10 countries including Kenya and Namibia are likely to freeze or cut public sector wages and jobs, which could mean lower quality of education and fewer nurses and doctors in countries already short of healthcare staff. Namibia had fewer than six doctors per 10,000 people when COVID-19 struck.
A new analysis by Oxfam and Development Finance International (DFI) also published and revealed that 43 out of 55 African Union member states face public expenditure cuts totaling $183 billion over the next five years. Now, with the implementation of these cuts, their chances of achieving the UN’s Sustainable Development Goals will likely disappear. In 2021, an Oxfam review of IMF COVID-19 loans showed that the Fund encouraged 33 African countries including Sierra Leone to pursue austerity policies in the aftermath of the health crisis. The pandemic has not ended but these policies are already taking shape across Africa.
The analysis also shows that Sierra Leone and other African governments’ failure to tackle inequality ― through support for public healthcare and education, workers’ rights and a fair tax system ― left them woefully ill-equipped to tackle the COVID-19 pandemic. The IMF has contributed to these failures by consistently pushing a policy agenda that seeks to balance national budgets through cuts to public services, increases in taxes paid by the poorest, and moves to undermine labor rights and protections. As a result, when COVID-19 struck, 52 per cent of Africans lacked access to healthcare and 83 per cent had no safety nets to fall back on if they lost their job or became sick.
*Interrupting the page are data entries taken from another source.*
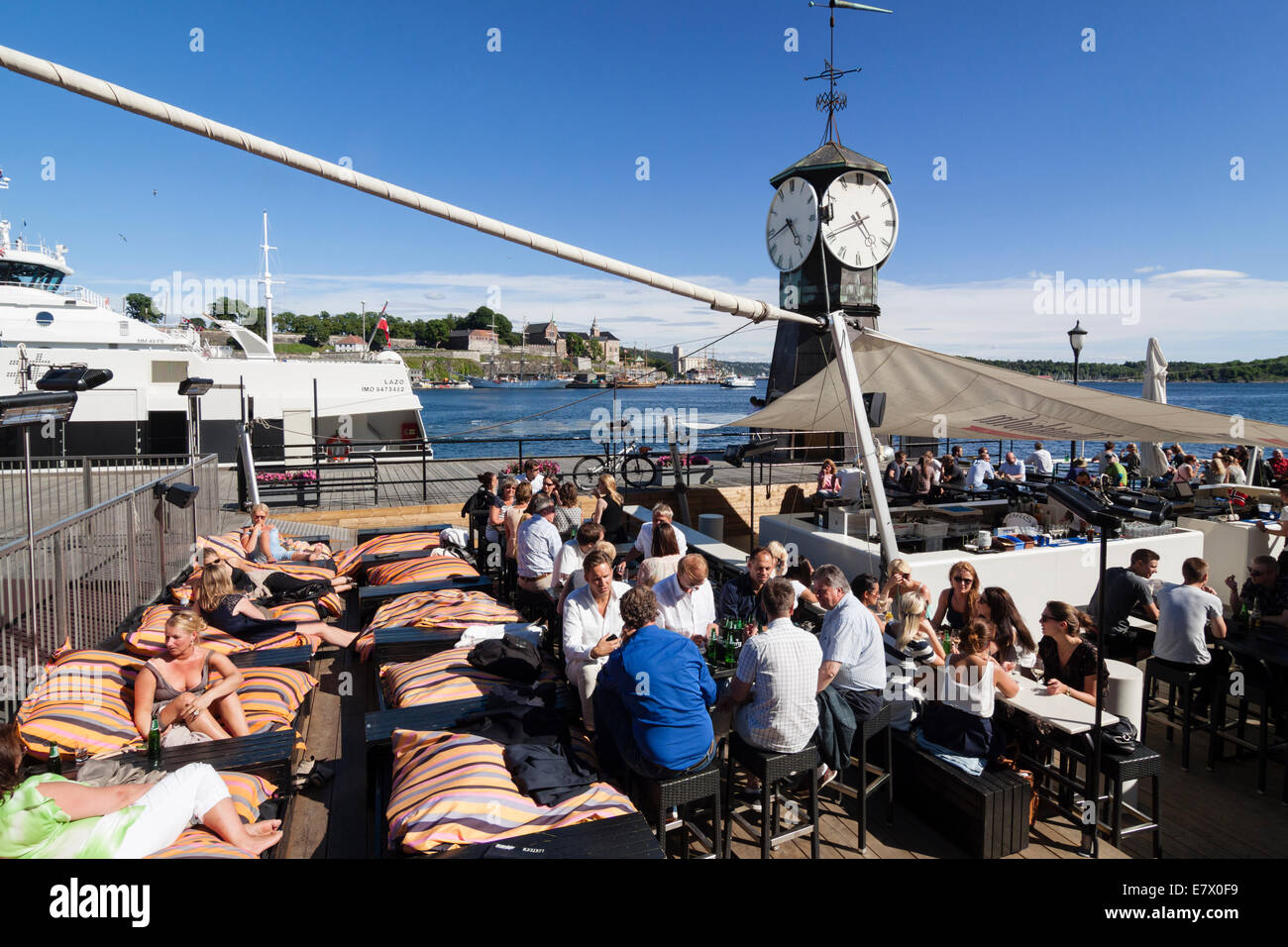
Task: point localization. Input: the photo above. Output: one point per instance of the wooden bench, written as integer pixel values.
(987, 815)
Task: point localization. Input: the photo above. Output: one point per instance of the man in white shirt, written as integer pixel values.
(980, 471)
(1041, 460)
(537, 545)
(1183, 613)
(572, 553)
(686, 602)
(644, 541)
(774, 685)
(592, 628)
(1012, 470)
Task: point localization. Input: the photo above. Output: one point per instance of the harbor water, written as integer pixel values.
(485, 423)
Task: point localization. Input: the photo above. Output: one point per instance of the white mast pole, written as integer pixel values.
(268, 291)
(116, 95)
(863, 434)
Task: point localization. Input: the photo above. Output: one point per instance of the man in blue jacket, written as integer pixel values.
(652, 697)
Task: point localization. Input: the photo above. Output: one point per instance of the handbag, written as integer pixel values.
(1120, 738)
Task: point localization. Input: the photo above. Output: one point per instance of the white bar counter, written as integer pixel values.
(1033, 577)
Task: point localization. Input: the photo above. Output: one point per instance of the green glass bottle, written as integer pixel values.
(155, 746)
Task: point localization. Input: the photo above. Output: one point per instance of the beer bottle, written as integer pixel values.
(155, 746)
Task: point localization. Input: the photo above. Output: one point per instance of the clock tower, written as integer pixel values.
(831, 263)
(840, 270)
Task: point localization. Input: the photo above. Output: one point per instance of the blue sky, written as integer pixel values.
(1100, 165)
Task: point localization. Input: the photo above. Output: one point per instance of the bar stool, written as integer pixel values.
(771, 768)
(679, 792)
(1117, 772)
(1179, 682)
(1252, 696)
(871, 727)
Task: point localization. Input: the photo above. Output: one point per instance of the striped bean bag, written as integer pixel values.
(450, 608)
(149, 638)
(248, 793)
(445, 677)
(428, 570)
(454, 789)
(347, 561)
(86, 697)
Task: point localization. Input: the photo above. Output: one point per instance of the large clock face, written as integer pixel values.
(791, 227)
(862, 223)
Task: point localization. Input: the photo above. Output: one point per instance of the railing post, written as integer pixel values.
(132, 548)
(62, 622)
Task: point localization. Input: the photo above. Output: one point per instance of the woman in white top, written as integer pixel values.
(962, 720)
(664, 557)
(782, 564)
(909, 643)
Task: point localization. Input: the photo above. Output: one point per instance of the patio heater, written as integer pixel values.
(1104, 515)
(29, 410)
(1077, 335)
(193, 388)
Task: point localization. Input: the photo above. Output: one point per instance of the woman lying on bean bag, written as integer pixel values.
(47, 815)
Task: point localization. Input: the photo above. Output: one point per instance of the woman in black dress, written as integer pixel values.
(608, 509)
(1068, 661)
The IMF must suspend austerity conditions on existing loans and increase access to emergency financing. It should encourage Sierra Leone and other African countries to increase taxes on the wealthiest and corporations to replenish depleted coffers and shrink widening inequality. That would actually be good advice.
Oxfam estimates that over a quarter of a billion more people could crash into extreme levels of poverty in 2022 because of COVID-19, rising global inequality and the shock of food price rises supercharged by the war in Ukraine. For more information, download Oxfam’s brief “First Crisis, Then Catastrophe”.
The IMF negotiated 22 COVID-19 loans with 23 countries between 15 March 2021 and 15 March 2022. 15 are loan programmers that came with a full suite of conditionality or policy requirements, six are conditionality-free emergency financing and one is a Flexible Credit Line that does not usually include conditionality’s. The IMF’s US$1.4 billion (SDR 1,005.9 million) disbursement to Ukraine was not included in Oxfam’s analysis, as it intended to help meet urgent financing needs and mitigate the economic impact of the war.
In December 2021, IMF managing director Kristalina Georgieva told Euro news that the European Union should not put economic recovery in danger with “the suffocating force of austerity”. The IMF’s own research shows austerity worsens poverty and inequality.
As many as 28 million people across East Africa are at risk of extreme hunger. West Africa is facing its worst food crisis in ten years, with over 27 million people suffering from hunger.
The IMF estimates that the ongoing economic crisis, exacerbated by COVID-19 and the ongoing war in Ukraine, will likely have significant negative effects on living conditions and poverty.